С юридической точки зрения, качество любого нормативного документа определяется точностью используемых в нем формулировок и однозначностью трактовки ключевых положений. Используемая в Законе категория «недостоверная общественно значимая информация, распространяемая под видом достоверных сообщений» может быть интерпретирована предельно субъективно. Это создаст дополнительную нагрузку на Суды, которые после блокировки медийных ресурсов будут вынуждены самостоятельно определять не только степень достоверности информации, но и тяжесть гипотетических последствий для общества от ее распространения. Возникнут неизбежные парадоксы и даже комичные ситуации. Допустим, синоптики в электронных СМИ ошибочно сообщают о грядущем потеплении, и автолюбители, раньше времени поменяв шипованную резину на летние шины, сотнями попадают в аварии на льду. В результате имеют место человеческие жертвы и транспортный коллапс. Будет ли это достаточным основанием для привлечения недобросовестных журналистов и тех, кто репостил их прогнозы в социальных сетях, к административной ответственности?

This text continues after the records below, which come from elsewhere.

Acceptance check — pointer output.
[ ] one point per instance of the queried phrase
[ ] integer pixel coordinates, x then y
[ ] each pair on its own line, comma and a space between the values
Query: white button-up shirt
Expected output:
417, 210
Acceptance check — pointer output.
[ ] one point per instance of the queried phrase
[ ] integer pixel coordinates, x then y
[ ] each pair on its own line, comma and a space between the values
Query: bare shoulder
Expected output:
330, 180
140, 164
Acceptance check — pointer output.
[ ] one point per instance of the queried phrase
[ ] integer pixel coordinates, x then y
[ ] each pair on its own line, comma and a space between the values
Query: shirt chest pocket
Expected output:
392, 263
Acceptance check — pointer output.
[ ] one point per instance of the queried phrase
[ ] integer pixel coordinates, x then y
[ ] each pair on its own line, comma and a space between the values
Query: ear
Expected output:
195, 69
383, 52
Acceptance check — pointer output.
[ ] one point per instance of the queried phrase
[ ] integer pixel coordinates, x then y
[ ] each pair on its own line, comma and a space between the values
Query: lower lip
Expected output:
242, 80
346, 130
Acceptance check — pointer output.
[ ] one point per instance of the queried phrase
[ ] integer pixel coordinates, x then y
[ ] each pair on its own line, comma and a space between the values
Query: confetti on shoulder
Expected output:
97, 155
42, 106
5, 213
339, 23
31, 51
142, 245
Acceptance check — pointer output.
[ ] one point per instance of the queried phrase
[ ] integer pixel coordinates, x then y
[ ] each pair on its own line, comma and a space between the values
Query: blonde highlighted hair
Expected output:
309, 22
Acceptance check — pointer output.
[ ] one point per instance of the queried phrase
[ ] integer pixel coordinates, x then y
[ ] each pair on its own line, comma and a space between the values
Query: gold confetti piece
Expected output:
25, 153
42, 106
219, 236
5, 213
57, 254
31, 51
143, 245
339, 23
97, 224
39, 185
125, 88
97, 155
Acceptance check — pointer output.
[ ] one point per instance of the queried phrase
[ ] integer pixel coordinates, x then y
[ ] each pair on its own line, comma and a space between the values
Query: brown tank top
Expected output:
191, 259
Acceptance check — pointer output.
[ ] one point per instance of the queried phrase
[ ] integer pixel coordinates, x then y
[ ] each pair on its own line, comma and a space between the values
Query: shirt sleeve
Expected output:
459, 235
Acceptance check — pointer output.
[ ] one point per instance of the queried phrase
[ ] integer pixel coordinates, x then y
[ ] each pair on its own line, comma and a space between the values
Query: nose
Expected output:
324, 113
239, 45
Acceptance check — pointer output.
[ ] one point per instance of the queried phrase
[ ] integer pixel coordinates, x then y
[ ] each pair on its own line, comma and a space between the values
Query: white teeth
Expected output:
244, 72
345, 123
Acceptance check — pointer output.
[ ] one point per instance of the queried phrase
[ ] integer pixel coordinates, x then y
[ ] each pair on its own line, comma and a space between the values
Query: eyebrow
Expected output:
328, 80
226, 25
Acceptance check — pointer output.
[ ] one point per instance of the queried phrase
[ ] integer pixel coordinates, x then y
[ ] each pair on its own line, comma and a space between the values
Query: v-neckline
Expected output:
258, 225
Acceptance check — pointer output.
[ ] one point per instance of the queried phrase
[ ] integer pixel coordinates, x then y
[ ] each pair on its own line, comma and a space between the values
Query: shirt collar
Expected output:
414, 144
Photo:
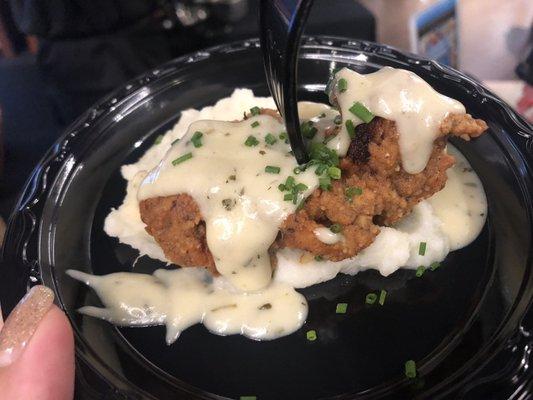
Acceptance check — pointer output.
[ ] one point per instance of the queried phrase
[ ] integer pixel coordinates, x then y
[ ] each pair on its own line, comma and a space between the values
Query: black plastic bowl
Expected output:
463, 323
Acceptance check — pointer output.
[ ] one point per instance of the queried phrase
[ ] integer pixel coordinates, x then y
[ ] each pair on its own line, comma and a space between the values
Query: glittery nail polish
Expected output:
22, 323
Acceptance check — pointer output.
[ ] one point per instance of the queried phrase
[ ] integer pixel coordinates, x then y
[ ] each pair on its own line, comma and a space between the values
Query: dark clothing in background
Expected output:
89, 47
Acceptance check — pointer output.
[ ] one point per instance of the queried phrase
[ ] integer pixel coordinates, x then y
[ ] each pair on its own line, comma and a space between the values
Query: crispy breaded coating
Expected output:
388, 193
385, 194
176, 224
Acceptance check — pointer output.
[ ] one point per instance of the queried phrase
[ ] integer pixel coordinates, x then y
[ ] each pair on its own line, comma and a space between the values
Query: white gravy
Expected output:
462, 204
184, 297
239, 200
397, 95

Причины вышеописанных правовых коллизий становятся понятны после ознакомления с пояснительной запиской к законопроекту, в которой не дается четкого и развернутого обоснования необходимости его принятия. Отсылка к аналогичному европейскому опыту и «негативным аспектам распространения ложной информации» не может считаться убедительной. Для того, чтобы доказать целесообразность столь резонансной законодательной инициативы, следовало внятно обозначить проблемы, которые предполагается решить с ее помощью. Тем более, данные проблемы являются реальными, а не мнимыми, как полагают многие представители либерального сообщества. Речь идет об умышленном вирусном распространении в информационно-коммуникационной среде лжи и непроверенных слухов, которые потенциально способны спровоцировать массовую панику, необоснованные протестные акции, социальные конфликты, насилие и экономические потрясения. Осознание потребности в подобных правовых нормах наступило после наводнения в Крымске, кемеровской трагедии и взрыва газа в Магнитогорске.

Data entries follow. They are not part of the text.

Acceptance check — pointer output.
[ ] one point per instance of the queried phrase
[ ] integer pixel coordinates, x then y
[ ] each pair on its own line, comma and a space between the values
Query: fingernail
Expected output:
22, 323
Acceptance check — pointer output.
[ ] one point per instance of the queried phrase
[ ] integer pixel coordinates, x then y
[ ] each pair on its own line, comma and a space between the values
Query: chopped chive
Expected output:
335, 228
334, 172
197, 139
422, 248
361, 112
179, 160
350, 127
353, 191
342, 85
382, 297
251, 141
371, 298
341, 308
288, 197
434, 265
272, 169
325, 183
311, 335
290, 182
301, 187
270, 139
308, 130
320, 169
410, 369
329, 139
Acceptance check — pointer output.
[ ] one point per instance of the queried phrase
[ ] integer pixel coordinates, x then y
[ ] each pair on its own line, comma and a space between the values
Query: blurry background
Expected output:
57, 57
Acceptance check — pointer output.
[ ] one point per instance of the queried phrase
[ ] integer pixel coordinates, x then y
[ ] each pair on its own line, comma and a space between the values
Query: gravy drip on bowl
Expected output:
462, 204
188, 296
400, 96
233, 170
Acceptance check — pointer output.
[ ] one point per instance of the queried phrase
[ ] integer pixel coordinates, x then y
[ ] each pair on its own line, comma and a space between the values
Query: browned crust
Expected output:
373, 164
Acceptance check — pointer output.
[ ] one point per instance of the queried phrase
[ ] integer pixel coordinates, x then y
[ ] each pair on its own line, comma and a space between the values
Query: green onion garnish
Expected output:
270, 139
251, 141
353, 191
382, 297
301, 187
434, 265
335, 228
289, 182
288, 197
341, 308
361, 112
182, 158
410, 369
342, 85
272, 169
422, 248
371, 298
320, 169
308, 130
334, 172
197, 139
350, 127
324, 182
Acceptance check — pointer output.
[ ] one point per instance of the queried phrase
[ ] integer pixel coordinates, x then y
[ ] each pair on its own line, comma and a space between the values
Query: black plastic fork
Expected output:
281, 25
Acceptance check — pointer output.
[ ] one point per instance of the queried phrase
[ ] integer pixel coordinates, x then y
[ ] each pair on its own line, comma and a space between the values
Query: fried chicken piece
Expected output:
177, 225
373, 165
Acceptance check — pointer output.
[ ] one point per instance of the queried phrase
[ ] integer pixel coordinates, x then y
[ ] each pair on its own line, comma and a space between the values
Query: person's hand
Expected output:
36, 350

Во всех перечисленных случаях определенные силы целенаправленно вбрасывали в глобальную сеть ложные сведения, кратно преувеличивая количество жертв и тяжесть последствий от случившегося. При этом дезинформация «сдабривалась» фейками о «неэффективной работе спасателей», «грузовиках с трупами», «вопиющем бездействии властей», «пренебрежении к пострадавшим со стороны чиновников» и т.д. Авторы конспирологических теорий еще задолго до завершения следственных мероприятий выдавали техногенные и природные катастрофы за террористические акты (разумеется, не неся за это никакой правовой ответственности). В отдельную категорию следует выделить фейки, провоцирующие массовую панику граждан в экономической сфере: сообщения о якобы надвигающемся «обвале рубля», продуктовом дефиците, фатальном повышении цен на товары первой необходимости, крахе банковской системы и т.д. Появляясь в электронных СМИ и новостных лентах одиозных блоггеров, подобные фейки охотно тиражировались рядовыми пользователями, которые при этом зачастую исходили из самых искренних и благих побуждений: сострадания, неравнодушия, желания установить истину. Их мотивы, к сожалению, не играют в данном случае никакой роли. Важно лишь то, что последствия от распространения подобной дезинформации оказались негативными. Нужно ли пресекать подобные явления? Безусловно!
Итак, мы установили, по крайней мере, два обстоятельства. Первое: проблема деструктивных фейков является злободневной и социально значимой. Второе: для ее решения требуется принятие Федерального Закона.
Дух и буква настоящего Закона должны быть нацелены на то, чтобы средства массовой информации, блоггеры и, самое главное, рядовые пользователи социальных сетей, осознавали неизбежность наказания за распространение общественно опасных фейков и основательно задумывались, прежде чем их тиражировать. Страх перед административными наказаниями и денежными штрафами отрезвляюще подействует на физических лиц, воспитает в них осторожность и критическое отношение к непроверенной информации. Главная проблема заключается в том, что это не остановит разного рода ботов, «троллей», владельцев фейковых аккаунтов, недобросовестных журналистов и профессиональных провокаторов. Кроме того, действие Закона не удастся распространить на иностранные средства массовой информации, вещающие из-за рубежа (например, такие, как зарегистрированная в Латвии Meduza или Русская служба BBC).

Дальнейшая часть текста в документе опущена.